If you have changelog streams for several database tables, you can write a stream processing job which keeps the latest state of each table in a local key-value store, where you can access it much faster than by making queries to the original database. Now, whenever data in one table changes, you can join it with the latest data for the same key in the other table, and output the joined result.

There are several real-life examples of data normalization which essentially work in this way:

  • E-commerce companies like Amazon and EBay need to import feeds of merchandise from merchants, normalize them by product, and present products with all the associated merchants and pricing information.
  • Web search requires building a crawler which creates essentially a table of web page contents and joins on all the relevance attributes such as click-through ratio or pagerank.
  • Social networks take feeds of user-entered text and need to normalize out entities such as companies, schools, and skills.

Each of these use cases is a massively complex data normalization problem that can be thought of as constructing a materialized view over many input tables. Samza can help implement such data processing pipelines robustly.

Stream-table join

Example: Augment a stream of page view events with the user’s ZIP code (perhaps to allow aggregation by zip code in a later stage)

Joining side-information to a real-time feed is a classic use for stream processing. It’s particularly common in advertising, relevance ranking, fraud detection and other domains. Activity events such as page views generally only include a small number of attributes, such as the ID of the viewer and the viewed items, but not detailed attributes of the viewer and the viewed items, such as the ZIP code of the user. If you want to aggregate the stream by attributes of the viewer or the viewed items, you need to join with the users table or the items table respectively.

In data warehouse terminology, you can think of the raw event stream as rows in the central fact table, which needs to be joined with dimension tables so that you can use attributes of the dimensions in your analysis.

Stream-stream join

Example: Join a stream of ad clicks to a stream of ad impressions (to link the information on when the ad was shown to the information on when it was clicked)

A stream join is useful for “nearly aligned” streams, where you expect to receive related events on several input streams, and you want to combine them into a single output event. You cannot rely on the events arriving at the stream processor at the same time, but you can set a maximum period of time over which you allow the events to be spread out.

In order to perform a join between streams, your job needs to buffer events for the time window over which you want to join. For short time windows, you can do this in memory (at the risk of losing events if the machine fails). You can also use Samza’s state store to buffer events, which supports buffering more messages than you can fit in memory.


There are many variations of joins and aggregations, but most are essentially variations and combinations of the above patterns.

Approaches to managing task state

So how do systems support this kind of stateful processing? We’ll lead in by describing what we have seen in other stream processing systems, and then describe what Samza does.

In-memory state with checkpointing

A simple approach, common in academic stream processing systems, is to periodically save the task’s entire in-memory data to durable storage. This approach works well if the in-memory state consists of only a few values.
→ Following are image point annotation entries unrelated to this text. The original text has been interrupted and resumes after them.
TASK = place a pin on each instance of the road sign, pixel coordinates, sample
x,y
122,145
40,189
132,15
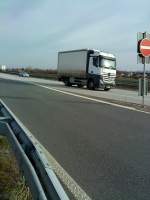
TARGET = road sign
x,y
145,47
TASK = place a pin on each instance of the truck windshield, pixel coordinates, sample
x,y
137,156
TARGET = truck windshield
x,y
107,63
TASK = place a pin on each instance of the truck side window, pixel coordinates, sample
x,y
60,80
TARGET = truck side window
x,y
95,61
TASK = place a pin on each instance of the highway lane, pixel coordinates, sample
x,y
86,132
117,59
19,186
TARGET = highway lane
x,y
115,94
104,148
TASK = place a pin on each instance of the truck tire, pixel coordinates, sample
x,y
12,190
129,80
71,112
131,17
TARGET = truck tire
x,y
67,83
79,85
106,89
90,85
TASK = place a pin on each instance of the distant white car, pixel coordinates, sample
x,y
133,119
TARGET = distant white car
x,y
24,74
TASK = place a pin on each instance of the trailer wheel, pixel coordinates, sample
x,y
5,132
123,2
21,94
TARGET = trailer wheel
x,y
106,89
90,85
79,85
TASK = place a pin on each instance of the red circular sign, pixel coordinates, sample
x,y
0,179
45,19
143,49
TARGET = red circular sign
x,y
145,47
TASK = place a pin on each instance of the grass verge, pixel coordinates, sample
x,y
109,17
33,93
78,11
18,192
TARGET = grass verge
x,y
12,184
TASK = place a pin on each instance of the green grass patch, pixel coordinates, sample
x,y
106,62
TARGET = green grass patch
x,y
12,184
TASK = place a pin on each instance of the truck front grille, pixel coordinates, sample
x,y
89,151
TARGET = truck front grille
x,y
109,77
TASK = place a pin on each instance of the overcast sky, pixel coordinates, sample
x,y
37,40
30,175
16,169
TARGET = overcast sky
x,y
33,31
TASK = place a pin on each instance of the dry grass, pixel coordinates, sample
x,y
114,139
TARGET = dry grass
x,y
12,184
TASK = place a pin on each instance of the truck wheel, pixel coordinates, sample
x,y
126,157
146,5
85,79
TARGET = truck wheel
x,y
106,89
67,83
80,85
91,85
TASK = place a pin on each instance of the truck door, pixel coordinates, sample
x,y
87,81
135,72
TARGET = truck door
x,y
94,65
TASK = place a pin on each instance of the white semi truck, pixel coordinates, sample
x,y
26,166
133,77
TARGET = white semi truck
x,y
87,67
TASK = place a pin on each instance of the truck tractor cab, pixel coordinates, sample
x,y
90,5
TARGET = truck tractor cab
x,y
102,70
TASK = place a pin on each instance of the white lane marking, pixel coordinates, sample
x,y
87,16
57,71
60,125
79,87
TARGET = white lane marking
x,y
145,47
77,192
91,99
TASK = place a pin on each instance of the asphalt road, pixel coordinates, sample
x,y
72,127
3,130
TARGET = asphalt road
x,y
115,94
105,149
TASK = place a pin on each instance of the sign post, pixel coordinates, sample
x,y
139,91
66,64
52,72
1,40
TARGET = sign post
x,y
143,49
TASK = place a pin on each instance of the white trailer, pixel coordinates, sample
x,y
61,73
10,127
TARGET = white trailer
x,y
88,67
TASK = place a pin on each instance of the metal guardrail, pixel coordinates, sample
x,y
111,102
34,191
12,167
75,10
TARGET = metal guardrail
x,y
129,83
38,173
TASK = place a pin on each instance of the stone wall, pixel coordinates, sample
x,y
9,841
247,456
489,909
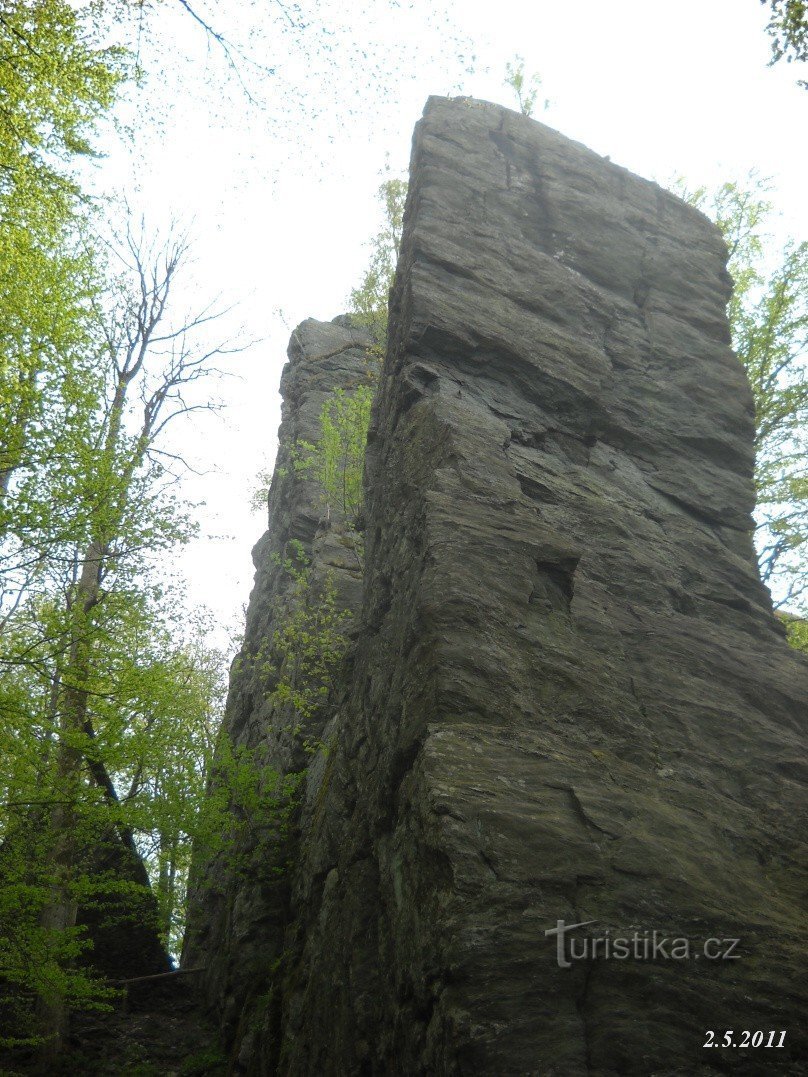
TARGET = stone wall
x,y
568,698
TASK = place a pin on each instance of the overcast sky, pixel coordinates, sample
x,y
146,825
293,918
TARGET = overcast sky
x,y
278,182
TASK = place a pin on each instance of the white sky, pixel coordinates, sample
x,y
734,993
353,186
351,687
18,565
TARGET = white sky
x,y
281,195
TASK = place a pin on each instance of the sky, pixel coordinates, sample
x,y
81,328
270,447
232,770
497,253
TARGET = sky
x,y
274,167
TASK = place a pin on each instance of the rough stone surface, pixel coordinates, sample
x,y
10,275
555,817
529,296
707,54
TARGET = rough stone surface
x,y
569,697
239,900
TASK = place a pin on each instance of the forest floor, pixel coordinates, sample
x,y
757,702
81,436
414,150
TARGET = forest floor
x,y
158,1031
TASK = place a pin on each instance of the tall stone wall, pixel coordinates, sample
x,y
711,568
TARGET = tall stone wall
x,y
569,699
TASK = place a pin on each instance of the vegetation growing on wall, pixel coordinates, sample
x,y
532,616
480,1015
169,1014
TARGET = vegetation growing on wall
x,y
768,318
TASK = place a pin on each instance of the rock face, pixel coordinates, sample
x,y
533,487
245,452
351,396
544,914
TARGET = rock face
x,y
239,897
568,698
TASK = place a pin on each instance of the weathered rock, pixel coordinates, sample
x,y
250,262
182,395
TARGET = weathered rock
x,y
569,697
239,899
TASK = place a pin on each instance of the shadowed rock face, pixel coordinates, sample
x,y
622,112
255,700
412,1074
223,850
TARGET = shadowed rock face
x,y
568,698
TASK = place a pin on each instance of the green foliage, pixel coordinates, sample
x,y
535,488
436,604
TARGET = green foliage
x,y
797,631
788,27
336,461
768,316
309,642
525,87
368,303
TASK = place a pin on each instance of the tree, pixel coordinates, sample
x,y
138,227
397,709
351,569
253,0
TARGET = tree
x,y
788,27
526,88
93,680
768,317
368,302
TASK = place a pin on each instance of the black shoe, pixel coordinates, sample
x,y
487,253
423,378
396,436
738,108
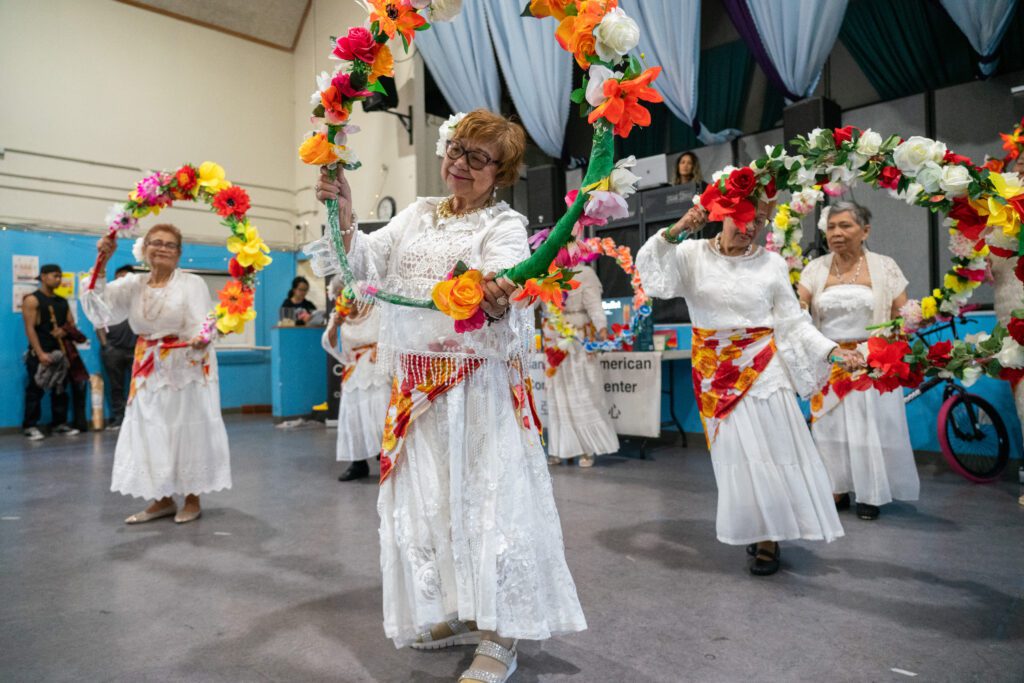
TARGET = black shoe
x,y
766,562
357,470
865,511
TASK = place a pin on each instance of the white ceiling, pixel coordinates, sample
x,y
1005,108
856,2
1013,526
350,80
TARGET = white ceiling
x,y
273,23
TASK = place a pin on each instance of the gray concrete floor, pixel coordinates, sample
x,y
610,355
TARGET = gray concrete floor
x,y
279,581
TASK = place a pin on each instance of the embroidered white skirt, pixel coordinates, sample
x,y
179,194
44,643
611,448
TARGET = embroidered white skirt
x,y
469,528
772,484
865,444
172,441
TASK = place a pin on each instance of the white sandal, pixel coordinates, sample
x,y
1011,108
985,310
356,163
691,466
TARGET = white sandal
x,y
461,635
489,648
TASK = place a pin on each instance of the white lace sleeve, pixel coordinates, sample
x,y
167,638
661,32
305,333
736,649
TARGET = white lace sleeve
x,y
665,267
109,303
804,349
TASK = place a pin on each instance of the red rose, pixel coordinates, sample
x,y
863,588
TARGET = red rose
x,y
740,182
358,44
939,353
841,135
889,178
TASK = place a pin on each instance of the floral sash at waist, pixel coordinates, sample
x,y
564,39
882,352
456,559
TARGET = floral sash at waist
x,y
435,377
841,383
726,363
153,355
356,354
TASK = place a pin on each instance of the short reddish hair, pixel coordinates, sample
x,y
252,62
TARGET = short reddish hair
x,y
484,126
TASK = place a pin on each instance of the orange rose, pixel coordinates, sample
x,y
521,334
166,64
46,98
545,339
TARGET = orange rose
x,y
460,297
315,151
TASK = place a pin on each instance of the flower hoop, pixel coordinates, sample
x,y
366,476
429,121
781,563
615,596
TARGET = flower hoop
x,y
984,210
203,183
597,33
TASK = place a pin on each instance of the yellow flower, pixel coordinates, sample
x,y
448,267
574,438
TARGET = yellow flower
x,y
228,323
211,177
251,250
929,307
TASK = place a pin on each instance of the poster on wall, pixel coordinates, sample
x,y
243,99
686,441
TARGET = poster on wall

However, you have to store the complete task state on each checkpoint, which becomes increasingly expensive as task state grows. Unfortunately, many non-trivial use cases for joins and aggregation have large amounts of state — often many gigabytes. This makes full dumps of the state impractical.

Some academic systems produce diffs in addition to full checkpoints, which are smaller if only some of the state has changed since the last checkpoint. Storm’s Trident abstraction similarly keeps an in-memory cache of state, and periodically writes any changes to a remote store such as Cassandra. However, this optimization only helps if most of the state remains unchanged. In some use cases, such as stream joins, it is normal to have a lot of churn in the state, so this technique essentially degrades to making a remote database request for every message (see below).

Using an external store

Another common pattern for stateful processing is to store the state in an external database or key-value store. Conventional database replication can be used to make that database fault-tolerant. The architecture looks something like this:


Samza allows this style of processing — there is nothing to stop you querying a remote database or service within your job. However, there are a few reasons why a remote database can be problematic for stateful stream processing:

  1. Performance: Making database queries over a network is slow and expensive. A Kafka stream can deliver hundreds of thousands or even millions of messages per second per CPU core to a stream processor, but if you need to make a remote request for every message you process, your throughput is likely to drop by 2-3 orders of magnitude. You can somewhat mitigate this with careful caching of reads and batching of writes, but then you’re back to the problems of checkpointing, discussed above.
  2. Isolation: If your database or service also serves requests to users, it can be dangerous to use the same database with a stream processor. A scalable stream processing system can run with very high throughput, and easily generates a huge amount of load (for example when catching up on a queue backlog). If you’re not very careful, you may cause a denial-of-service attack on your own database, and cause problems for interactive requests from users.
  3. Query Capabilities: Many scalable databases expose very limited query interfaces (e.g. only supporting simple key-value lookups), because the equivalent of a “full table scan” or rich traversal would be too expensive. Stream processes are often less latency-sensitive, so richer query capabilities would be more feasible.
  4. Correctness: When a stream processor fails and needs to be restarted, how is the database state made consistent with the processing task? For this purpose, some frameworks such as Storm attach metadata to database entries, but it needs to be handled carefully, otherwise the stream process generates incorrect output.
  5. Reprocessing: Sometimes it can be useful to re-run a stream process on a large amount of historical data, e.g. after updating your processing task’s code. However, the issues above make this impractical for jobs that make external queries.

Local state in Samza

Samza allows tasks to maintain state in a way that is different from the approaches described above:

  • The state is stored on disk, so the job can maintain more state than would fit in memory.
  • It is stored on the same machine as the processing task, to avoid the performance problems of making database queries over the network.
  • Each job has its own datastore, to avoid the isolation problems of a shared database (if you make an expensive query, it affects only the current task, nobody else).
  • Different storage engines can be plugged in, enabling rich query capabilities.
  • The state is continuously replicated, enabling fault tolerance without the problems of checkpointing large amounts of state.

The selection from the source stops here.